Senate debates
Thursday, 5 February 2026
Statements by Senators
Cost of Living
1:34 pm
Penny Allman-Payne (Queensland, Australian Greens) Share this | Link to this | Hansard source
Right across the country kids have been going back to school and starting their new year. For families, this should be a time of excitement—first-day photos, new routines, fresh starts. But instead for too many parents and carers it's a time of huge stress and anxiety about how they are going to pay for it all. If families feel like they can't get ahead, they're not alone. The Smith Family has found that nine in 10 families they support are worried about affording basic back-to-school essentials. This is now the third year in a row that more than 80 per cent of families say they cannot afford the things their children need for school.

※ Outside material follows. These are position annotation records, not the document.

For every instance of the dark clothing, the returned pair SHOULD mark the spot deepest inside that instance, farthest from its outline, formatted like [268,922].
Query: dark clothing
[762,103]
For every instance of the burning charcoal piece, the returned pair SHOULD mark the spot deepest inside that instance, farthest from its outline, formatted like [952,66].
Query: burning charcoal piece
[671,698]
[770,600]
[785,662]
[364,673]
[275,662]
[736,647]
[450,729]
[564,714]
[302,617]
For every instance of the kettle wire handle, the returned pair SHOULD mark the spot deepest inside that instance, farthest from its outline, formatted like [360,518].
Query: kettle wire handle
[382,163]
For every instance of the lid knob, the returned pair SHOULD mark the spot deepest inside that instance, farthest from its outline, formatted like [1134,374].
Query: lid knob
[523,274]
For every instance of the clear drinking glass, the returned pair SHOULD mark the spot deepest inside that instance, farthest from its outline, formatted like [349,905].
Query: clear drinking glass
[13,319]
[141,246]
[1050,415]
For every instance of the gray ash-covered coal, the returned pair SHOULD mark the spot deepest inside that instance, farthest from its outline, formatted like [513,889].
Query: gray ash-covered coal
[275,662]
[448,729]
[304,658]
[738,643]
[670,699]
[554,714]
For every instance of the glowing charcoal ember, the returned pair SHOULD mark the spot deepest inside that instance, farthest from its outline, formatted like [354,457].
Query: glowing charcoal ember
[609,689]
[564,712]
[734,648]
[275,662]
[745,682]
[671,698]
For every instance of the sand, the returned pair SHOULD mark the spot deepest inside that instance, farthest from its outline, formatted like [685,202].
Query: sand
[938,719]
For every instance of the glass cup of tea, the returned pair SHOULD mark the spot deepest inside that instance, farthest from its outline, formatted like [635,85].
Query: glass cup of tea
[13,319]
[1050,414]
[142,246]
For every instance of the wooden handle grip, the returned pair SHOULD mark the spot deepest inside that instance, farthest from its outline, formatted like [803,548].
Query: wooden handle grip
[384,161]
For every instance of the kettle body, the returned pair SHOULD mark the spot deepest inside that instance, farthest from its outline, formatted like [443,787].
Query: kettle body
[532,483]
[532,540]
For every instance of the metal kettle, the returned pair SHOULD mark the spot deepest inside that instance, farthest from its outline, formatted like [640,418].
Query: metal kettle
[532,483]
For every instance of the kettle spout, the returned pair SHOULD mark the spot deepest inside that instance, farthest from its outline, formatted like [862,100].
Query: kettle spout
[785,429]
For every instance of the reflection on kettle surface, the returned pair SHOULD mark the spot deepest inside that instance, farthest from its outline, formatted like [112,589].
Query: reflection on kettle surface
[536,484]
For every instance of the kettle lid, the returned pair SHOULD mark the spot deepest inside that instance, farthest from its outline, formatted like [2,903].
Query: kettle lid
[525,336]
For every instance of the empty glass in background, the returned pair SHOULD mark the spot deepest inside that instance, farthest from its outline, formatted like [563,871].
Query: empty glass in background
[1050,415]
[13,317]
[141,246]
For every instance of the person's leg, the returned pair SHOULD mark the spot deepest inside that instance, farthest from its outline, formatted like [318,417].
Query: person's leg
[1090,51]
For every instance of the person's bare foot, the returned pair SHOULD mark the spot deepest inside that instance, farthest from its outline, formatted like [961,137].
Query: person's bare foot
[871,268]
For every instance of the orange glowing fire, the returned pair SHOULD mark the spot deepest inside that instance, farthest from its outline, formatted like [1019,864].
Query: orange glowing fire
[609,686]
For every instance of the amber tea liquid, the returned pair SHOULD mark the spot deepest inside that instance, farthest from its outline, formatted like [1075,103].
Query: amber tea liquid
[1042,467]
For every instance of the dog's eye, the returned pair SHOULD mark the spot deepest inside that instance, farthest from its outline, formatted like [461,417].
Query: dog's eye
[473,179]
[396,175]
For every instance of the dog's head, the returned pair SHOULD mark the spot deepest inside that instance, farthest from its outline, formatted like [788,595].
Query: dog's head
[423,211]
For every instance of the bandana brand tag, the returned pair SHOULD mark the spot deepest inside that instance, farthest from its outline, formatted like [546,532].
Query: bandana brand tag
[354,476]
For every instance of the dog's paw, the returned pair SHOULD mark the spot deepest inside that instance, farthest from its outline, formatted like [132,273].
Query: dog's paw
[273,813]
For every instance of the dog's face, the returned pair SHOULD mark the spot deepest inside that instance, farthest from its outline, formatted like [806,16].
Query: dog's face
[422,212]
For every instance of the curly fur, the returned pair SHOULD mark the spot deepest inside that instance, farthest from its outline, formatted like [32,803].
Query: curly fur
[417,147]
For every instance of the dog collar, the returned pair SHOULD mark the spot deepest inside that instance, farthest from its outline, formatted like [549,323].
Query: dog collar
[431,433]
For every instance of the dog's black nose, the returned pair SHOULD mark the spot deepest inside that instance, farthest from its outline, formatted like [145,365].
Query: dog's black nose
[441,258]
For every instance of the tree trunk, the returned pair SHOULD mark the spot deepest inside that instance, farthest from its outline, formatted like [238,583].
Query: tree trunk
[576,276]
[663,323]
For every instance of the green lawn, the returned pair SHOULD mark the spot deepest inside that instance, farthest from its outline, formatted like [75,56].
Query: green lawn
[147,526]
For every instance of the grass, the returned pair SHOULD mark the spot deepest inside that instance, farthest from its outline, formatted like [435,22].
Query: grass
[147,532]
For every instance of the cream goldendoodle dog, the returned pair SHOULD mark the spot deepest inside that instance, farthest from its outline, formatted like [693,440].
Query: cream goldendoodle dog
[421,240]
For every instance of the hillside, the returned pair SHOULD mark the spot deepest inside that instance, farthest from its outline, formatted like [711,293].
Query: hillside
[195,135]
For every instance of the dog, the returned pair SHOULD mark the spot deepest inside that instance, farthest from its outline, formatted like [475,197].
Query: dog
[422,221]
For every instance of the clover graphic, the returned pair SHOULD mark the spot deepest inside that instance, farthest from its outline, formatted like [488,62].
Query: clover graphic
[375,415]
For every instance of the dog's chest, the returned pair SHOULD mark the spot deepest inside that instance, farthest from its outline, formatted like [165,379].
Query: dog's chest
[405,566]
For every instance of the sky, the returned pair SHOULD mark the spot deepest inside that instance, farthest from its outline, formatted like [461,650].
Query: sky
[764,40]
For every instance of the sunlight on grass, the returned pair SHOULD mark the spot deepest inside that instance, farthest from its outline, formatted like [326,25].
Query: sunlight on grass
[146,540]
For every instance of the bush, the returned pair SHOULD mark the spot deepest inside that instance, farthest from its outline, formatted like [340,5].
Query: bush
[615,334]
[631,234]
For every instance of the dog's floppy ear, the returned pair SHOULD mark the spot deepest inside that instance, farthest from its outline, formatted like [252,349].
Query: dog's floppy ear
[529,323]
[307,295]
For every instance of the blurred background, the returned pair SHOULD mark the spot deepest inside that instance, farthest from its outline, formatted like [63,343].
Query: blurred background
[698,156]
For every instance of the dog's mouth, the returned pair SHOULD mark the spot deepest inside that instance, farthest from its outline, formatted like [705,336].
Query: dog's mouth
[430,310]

In a wealthy country like ours, that should shame us. Why are one in six children growing up in poverty? Parents are being pushed to put school books, lunches and extracurricular activities on credit cards, going into debt just so their kids don't miss out while big corporations continue to make record profits. At the same time, Labor is still allowing one in three big corporations to pay no tax at all. Unless they choose to do things differently, this crisis will only deepen. Within the next year, more than one million children are projected to be living in poverty. Labor could make different choices. They could tax big corporations and billionaires fairly, not working people, and invest properly in families and children. The Greens will always put the needs of kids and their families over big business, billionaires and big corporations. The question is: does Labor have the courage to do the same?